6. The video header processing method according to claim 5, characterized in that, The method for generating the training samples includes: Acquire multiple raw video data sets containing human heads; Each of the original video data is sliced ​​and extracted into video frames to obtain multiple sample video segments; Facial landmark detection is performed on each video frame in each of the aforementioned sample video segments to obtain the facial landmarks of the same target person in each video frame; Pixel-level segmentation is performed on the complete head region of the target person in each video frame to obtain a complete head mask containing the target person's face shape, hairstyle, forehead, and chin; Each video frame is paired and stored with its corresponding facial key points and head mask.

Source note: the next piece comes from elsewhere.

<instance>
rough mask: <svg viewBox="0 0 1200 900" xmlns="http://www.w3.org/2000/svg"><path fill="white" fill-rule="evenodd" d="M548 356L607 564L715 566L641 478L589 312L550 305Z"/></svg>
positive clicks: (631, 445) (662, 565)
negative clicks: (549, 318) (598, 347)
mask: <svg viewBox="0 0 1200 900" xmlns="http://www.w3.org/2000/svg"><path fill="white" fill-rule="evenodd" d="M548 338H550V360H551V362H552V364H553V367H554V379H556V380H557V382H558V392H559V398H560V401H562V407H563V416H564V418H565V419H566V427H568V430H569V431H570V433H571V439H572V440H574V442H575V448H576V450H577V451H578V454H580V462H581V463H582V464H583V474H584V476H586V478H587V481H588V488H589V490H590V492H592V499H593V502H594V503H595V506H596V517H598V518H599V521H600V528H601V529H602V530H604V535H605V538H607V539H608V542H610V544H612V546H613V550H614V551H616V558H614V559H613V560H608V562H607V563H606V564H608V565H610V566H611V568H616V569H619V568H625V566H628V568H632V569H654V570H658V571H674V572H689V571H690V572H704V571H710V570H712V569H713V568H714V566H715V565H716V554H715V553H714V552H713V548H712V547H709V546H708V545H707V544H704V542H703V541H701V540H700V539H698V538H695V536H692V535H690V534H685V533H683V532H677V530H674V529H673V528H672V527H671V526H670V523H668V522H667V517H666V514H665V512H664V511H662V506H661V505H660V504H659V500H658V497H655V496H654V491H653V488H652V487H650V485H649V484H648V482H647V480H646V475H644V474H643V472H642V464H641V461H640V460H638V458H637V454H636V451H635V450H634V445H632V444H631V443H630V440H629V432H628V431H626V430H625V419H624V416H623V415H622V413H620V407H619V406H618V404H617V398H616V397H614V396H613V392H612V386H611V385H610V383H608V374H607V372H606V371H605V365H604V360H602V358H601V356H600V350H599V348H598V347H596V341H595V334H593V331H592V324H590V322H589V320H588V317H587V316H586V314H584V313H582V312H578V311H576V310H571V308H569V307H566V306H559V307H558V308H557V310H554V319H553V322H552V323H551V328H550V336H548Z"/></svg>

During model training, one frame is selected from the same video frame sequence as the reference head image, another frame is selected as the first target video frame, and the second target video frame is generated.

7. The video header processing method according to claim 5, characterized in that, The step of constructing a target loss function based on the fourth and sixth latent space representations, and updating the model parameters based on the target loss function to obtain the trained video head processing model includes: Based on the fourth latent space representation and the sixth latent space representation, a target loss function including reconstruction loss is constructed; Based on the target loss function, the gradient of the current round of model training is calculated using the backpropagation algorithm; Based on the gradient, the trainable parameters in the face encoder, the video generation model, and the video denoising model are updated, wherein the parameters of the variational autoencoder, the face recognition model, and the image encoder are frozen respectively during model training. When the target loss function converges or reaches the preset number of training rounds, the model training is stopped, and the trained video head processing model is obtained.

8. A video header processing device, characterized in that, The video header processing device includes: The acquisition module is used to acquire model input data, which includes a target reference head image, a first video frame of target video data, facial key points corresponding to the first video frame, and a second video frame after head masking. The replacement module is used to input the model input data into a pre-trained video head processing model for processing, and output the first latent space representation of the video frame with the replaced head region. The decoding module is used to decode the decoder of the first latent spatial representation input variational autoencoder to obtain the third video frame with the replaced head region.

9. A computer device, characterized in that, The computer device includes: a memory and at least one processor, wherein the memory stores instructions; The at least one processor invokes the instructions in the memory to cause the computer device to perform the video header processing method as described in any one of claims 1-7.

10. A computer-readable storage medium storing instructions thereon, characterized in that, When the instruction is executed by the processor, it implements the video header processing method as described in any one of claims 1-7.